Видя, как долго блокадники оправдывали свой проступок даже перед самыми близкими людьми, понимаешь, сколь трудно было для них решиться на такой шаг. Примечательно в этом отношении письмо Н.П. Заветновской дочери 9 февраля 1942 г.[287].
Она пишет, что хочет обменять принадлежавшее последней платье только в том случае, «если крайность придет у нас с папой с продуктами, главное с хлебом». Фраза построена не очень правильно – возможно, она с трудом подбирала слова, чтобы деликатнее (и, разумеется, в сослагательном наклонении) выразить просьбу. Платье дорогое, куплено в Торгсине: дочь – музыкант, на сцене ей нельзя выступать в обносках.
Оправдания матери кажутся бесконечными. Она говорит о здоровье отца: «Я очень боюсь папиной слабости, да и я не сильнее». Сообщает о том, как долго они голодали: «Вчера получили по янв[арской] карточке… а то ничего не было». И продолжает рассказ о своих бедах: в квартире холодно, слухи о повышении продовольственных норм – обывательская болтовня. Труднее более полно обосновать необходимость «мены» – но для нее и этих доводов недостаточно. Словно извиняясь за свой поступок, она приводит и такой аргумент, объясняющий, почему ей необходимо выжить: «Моя мечта тебя увидеть». А уж встретит она дочь по-царски: «Если будет какая-то провизия… из всего сытно подкормить не поленюсь»[288]. Трудно сказать, верила ли сама в это (ей оставалось жить недолго), – но, вероятно, считала, что неприятную для дочери новость надо чем-то смягчить еще раз. Всего несколько строк – а сколько здесь извинений, оправданий, жалоб, обещаний.
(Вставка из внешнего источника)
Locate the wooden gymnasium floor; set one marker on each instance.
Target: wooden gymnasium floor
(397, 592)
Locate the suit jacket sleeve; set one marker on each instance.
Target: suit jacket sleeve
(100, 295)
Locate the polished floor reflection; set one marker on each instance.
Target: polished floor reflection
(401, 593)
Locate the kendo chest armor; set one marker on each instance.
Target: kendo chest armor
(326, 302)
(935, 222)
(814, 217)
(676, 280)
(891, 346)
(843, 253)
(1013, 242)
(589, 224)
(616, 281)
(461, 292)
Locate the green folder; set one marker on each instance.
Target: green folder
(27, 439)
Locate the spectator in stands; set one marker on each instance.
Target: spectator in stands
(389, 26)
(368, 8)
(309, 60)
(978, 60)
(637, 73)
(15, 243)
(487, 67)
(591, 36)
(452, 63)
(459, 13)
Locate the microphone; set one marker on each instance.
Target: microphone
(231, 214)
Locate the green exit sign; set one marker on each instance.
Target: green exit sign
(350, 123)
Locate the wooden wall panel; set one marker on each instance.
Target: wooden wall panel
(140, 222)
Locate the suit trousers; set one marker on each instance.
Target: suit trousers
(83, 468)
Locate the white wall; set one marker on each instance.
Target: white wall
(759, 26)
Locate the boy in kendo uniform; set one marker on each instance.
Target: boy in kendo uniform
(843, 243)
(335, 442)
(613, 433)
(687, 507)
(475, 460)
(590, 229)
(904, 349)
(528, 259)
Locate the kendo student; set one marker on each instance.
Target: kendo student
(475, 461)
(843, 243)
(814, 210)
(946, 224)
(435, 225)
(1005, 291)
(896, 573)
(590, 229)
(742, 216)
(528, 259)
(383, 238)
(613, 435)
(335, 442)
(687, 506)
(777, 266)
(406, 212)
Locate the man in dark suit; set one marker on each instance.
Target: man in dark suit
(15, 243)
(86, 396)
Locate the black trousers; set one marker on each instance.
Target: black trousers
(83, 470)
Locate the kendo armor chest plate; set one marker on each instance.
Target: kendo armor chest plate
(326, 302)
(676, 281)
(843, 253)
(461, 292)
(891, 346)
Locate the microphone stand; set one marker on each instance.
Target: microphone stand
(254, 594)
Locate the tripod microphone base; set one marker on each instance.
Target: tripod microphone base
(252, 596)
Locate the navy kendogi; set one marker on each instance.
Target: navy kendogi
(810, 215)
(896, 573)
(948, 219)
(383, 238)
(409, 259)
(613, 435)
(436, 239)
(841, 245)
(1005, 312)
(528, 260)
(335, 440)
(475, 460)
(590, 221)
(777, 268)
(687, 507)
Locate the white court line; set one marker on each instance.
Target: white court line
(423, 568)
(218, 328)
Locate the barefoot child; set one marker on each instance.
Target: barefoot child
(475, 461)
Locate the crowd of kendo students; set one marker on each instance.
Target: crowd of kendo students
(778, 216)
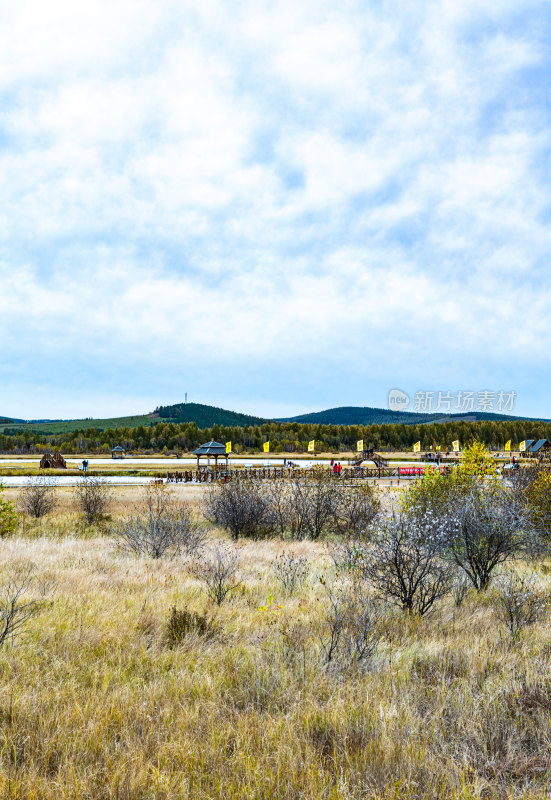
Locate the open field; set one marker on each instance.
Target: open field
(97, 704)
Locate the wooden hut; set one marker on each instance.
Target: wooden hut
(52, 461)
(211, 450)
(541, 449)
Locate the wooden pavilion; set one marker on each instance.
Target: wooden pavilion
(211, 450)
(52, 461)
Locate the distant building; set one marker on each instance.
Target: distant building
(52, 461)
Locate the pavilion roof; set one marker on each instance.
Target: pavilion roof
(211, 449)
(539, 444)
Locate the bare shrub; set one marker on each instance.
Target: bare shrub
(312, 506)
(353, 627)
(460, 588)
(15, 608)
(517, 602)
(356, 511)
(92, 497)
(405, 565)
(160, 528)
(181, 624)
(243, 509)
(291, 571)
(37, 497)
(216, 567)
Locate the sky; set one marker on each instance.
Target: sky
(275, 207)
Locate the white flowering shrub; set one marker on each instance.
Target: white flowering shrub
(517, 601)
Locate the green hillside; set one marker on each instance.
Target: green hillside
(358, 415)
(204, 416)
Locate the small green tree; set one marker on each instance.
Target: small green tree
(8, 516)
(437, 488)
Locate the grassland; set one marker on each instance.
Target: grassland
(94, 703)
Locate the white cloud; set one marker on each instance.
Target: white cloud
(298, 186)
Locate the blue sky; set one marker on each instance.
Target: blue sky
(276, 207)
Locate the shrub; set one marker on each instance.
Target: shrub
(539, 498)
(216, 568)
(313, 506)
(161, 528)
(92, 497)
(291, 571)
(405, 564)
(181, 624)
(243, 509)
(356, 511)
(15, 609)
(460, 588)
(38, 496)
(8, 516)
(484, 529)
(352, 627)
(517, 602)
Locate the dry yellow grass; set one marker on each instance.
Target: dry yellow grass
(95, 705)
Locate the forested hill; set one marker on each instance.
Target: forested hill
(358, 415)
(206, 416)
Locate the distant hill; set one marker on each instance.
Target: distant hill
(205, 416)
(365, 415)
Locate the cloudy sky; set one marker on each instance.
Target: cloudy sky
(276, 207)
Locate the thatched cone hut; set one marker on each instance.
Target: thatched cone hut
(52, 461)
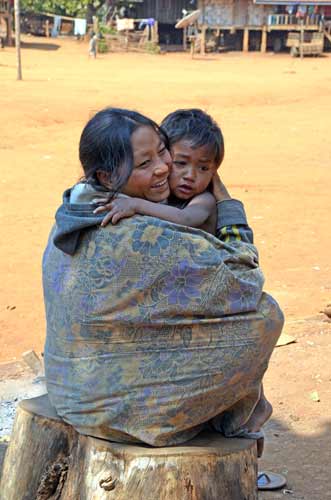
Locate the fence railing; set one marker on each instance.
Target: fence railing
(285, 19)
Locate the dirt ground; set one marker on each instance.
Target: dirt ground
(275, 113)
По тону и содержанию письмо Н.П. Заветновской близко к письму Б.П. Городецкого жене и дочерям, отправленном 20 февраля 1942 г.[289]. Б.П. Городецкий исподволь обосновывает неизбежность продажи вещей. В его письме имеется та же оговорка о своем здоровье: стал «дистрофиком», ко всему безразличным, не мог ходить, исхудал. Признался, что «пришлось организовать кое-какую мену». Выражено не совсем ясно, да и в следующих строках, даже с какой-то торопливостью, не говоря ничего определенного, он стремится успокоить адресатов: «Не беспокойтесь, ничего особенно ценного и нужного мы не сменяли». И снова тут же оправдание: «Как-то выходить из положения надо было». И даже приводится такой аргумент: «Очень тормозило выздоровление мое беспокойство о вас»[290].
Эта щепетильность и во время войны выражается в тех же формах, которые были ей присущи ранее. Порядок и содержание оправданий столь же типичны и логичны. Ни одно из звеньев цепочки объяснений не выпадает: имеются и главный аргумент (о крайне тяжелом положении родных), и дополнительные доводы. Главные мотивы оправданий: предельная драматизация эпизодов «смертного времени», надежда на сочувствие, обещание возместить потери, стремление успокоить родных.
5
Честный человек – это тот, кто избегает соблазна воспользоваться чужим хлебом, который поймет, как живут другие люди и будет щепетилен по отношению к ним. Т. Максимова сообщала, как были потрясены она с матерью, когда их гость, увидев на блюдце поделенный на всех поровну хлеб, «одним движением руки сгреб все»[291]. Э.Г. Левина записала в дневнике рассказ своего знакомого: «…Шел по улице и видел, как упал человек… подошел к нему, человек без сознания… взял у него карточки и ушел: „Ему все равно умирать, а мне пригодятся“»[292]. Этого достаточно – она отказалась пускать его в дом. Не все отличались интеллигентностью и повышенной чувствительностью к чужим страданиям, не все могли говорить о своих аморальных поступках, не каждый при этом мог встретить осуждение родных и друзей, – но и в блокадной бездне не у всех истерлись представления о порядочности. Мать Э.Г. Левиной пыталась мародера защитить: может, он болеет, может, боится голодной смерти. Нет, никакие извинения и оправдания не принимаются: «Идя в бой на реальную смерть, по твоей теории можно сбежать, ограбить товарища»[293].